Бешенство доходит до критической точки. До предела. Зверь знает, где предел. Лучше самого Гота знает Он специально делает это: выводит из себя. Зачем?
— Я могу вылечить Кинга.
— Но? — вопросительно уточнил Дитрих. Внешне спокойно, хотя мало толку от напускного спокойствия в разговоре со Зверем.
— Никаких «но». Я просто пришел сказать тебе, что могу вылечить Кинга.
— В число твоих способностей входит и эта?
— Да.
— Где же ты был раньше?
Равнодушно пожал плечами.
— Раньше я об этом не задумывался.
— Вот как? — И ведь не врет, похоже. С него и вправду станется не подумать о том, что можно напрячься не для себя, а для кого-то другого. — В таком случае, может быть, ты и Джокера вылечишь? Тогда с безопасностью в ущелье разберется он. У Джокера это лучше получится. Так же, как у Кинга лучше получится переделать бортовой компьютер. А ты отправишься в кратер.
— Джокера? — Зверь прикинул что-то про себя. — Можно и Джокера.
Гот начал сомневаться в том, что его выводят из себя намеренно. Нет, кажется, Зверь, заработавшись, просто перестал подстраиваться под собеседника. Если даже он и делает это не задумываясь, после четырех бессонных суток немудрено подрастерять навыки.
— А Лонга и Петлю оставишь умирать? — поинтересовался майор, гася раздражение.
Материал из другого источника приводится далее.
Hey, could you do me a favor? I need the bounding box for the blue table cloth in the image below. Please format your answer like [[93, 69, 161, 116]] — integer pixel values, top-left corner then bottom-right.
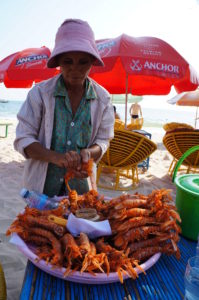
[[20, 237, 196, 300]]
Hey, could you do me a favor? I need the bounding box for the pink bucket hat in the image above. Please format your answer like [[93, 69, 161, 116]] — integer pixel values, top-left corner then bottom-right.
[[47, 19, 104, 68]]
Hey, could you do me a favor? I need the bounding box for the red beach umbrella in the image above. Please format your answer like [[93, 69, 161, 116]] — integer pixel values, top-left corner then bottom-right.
[[90, 34, 199, 123], [0, 46, 59, 88]]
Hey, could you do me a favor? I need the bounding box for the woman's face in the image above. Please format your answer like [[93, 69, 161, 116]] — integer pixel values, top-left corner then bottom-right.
[[59, 52, 94, 85]]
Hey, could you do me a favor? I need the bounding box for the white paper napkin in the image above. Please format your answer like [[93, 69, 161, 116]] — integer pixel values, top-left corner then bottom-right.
[[66, 213, 112, 239]]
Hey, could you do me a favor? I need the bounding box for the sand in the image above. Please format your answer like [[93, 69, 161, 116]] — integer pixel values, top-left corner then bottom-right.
[[0, 121, 176, 300]]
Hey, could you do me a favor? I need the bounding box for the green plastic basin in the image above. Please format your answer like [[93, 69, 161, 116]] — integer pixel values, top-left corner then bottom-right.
[[173, 146, 199, 240]]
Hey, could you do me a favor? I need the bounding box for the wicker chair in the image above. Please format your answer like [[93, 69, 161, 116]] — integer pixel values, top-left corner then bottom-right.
[[163, 128, 199, 176], [127, 118, 144, 130], [163, 122, 194, 131], [97, 130, 157, 190]]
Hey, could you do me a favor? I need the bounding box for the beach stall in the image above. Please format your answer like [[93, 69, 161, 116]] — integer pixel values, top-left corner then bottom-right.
[[7, 186, 196, 300]]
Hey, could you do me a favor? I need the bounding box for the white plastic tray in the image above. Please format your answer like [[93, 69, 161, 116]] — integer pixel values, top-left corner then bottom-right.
[[10, 233, 161, 284]]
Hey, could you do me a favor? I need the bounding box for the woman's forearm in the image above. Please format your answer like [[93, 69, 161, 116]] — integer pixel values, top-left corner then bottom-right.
[[24, 142, 57, 163], [88, 144, 102, 161]]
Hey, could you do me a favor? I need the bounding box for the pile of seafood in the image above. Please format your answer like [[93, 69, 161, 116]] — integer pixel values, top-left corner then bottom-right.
[[7, 161, 180, 282]]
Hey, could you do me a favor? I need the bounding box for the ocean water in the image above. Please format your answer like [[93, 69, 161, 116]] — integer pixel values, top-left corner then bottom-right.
[[0, 101, 195, 128]]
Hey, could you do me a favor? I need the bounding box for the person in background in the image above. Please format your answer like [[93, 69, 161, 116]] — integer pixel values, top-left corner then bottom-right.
[[14, 19, 114, 197], [113, 105, 120, 119], [129, 102, 142, 119]]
За последнее время этим искусством он овладел в совершенстве. Бешеное напряжение, ощущение собственного бессилия, двойственная ситуация с… этим. А он, специально или нет, делает все, чтобы ситуация перестала быть двойственной, разрешившись в одном-единственном направлении.
— О Костыле речи вообще не идет? — вопросом на вопрос, в обычной своей манере.
— Костыля уже никто не вылечит. — Гот на секунду зацепился взглядом за взгляд. В черных глазах только скука и равнодушная снисходительность. — У него осталось два, от силы три дня.
— Быстро он.
Зверь ведь не знает о том, что Костыль совсем плох. И не знает о том, что остальные четверо проживут куда меньше. У них болезнь развивается иначе. Чуть-чуть иначе. У каждого со своими особенностями. А Зверь не знает. Он все это время почти безвылазно провел в цехе… И слава богу, что безвылазно, что не попадался на пути, не… Не напоминал о себе.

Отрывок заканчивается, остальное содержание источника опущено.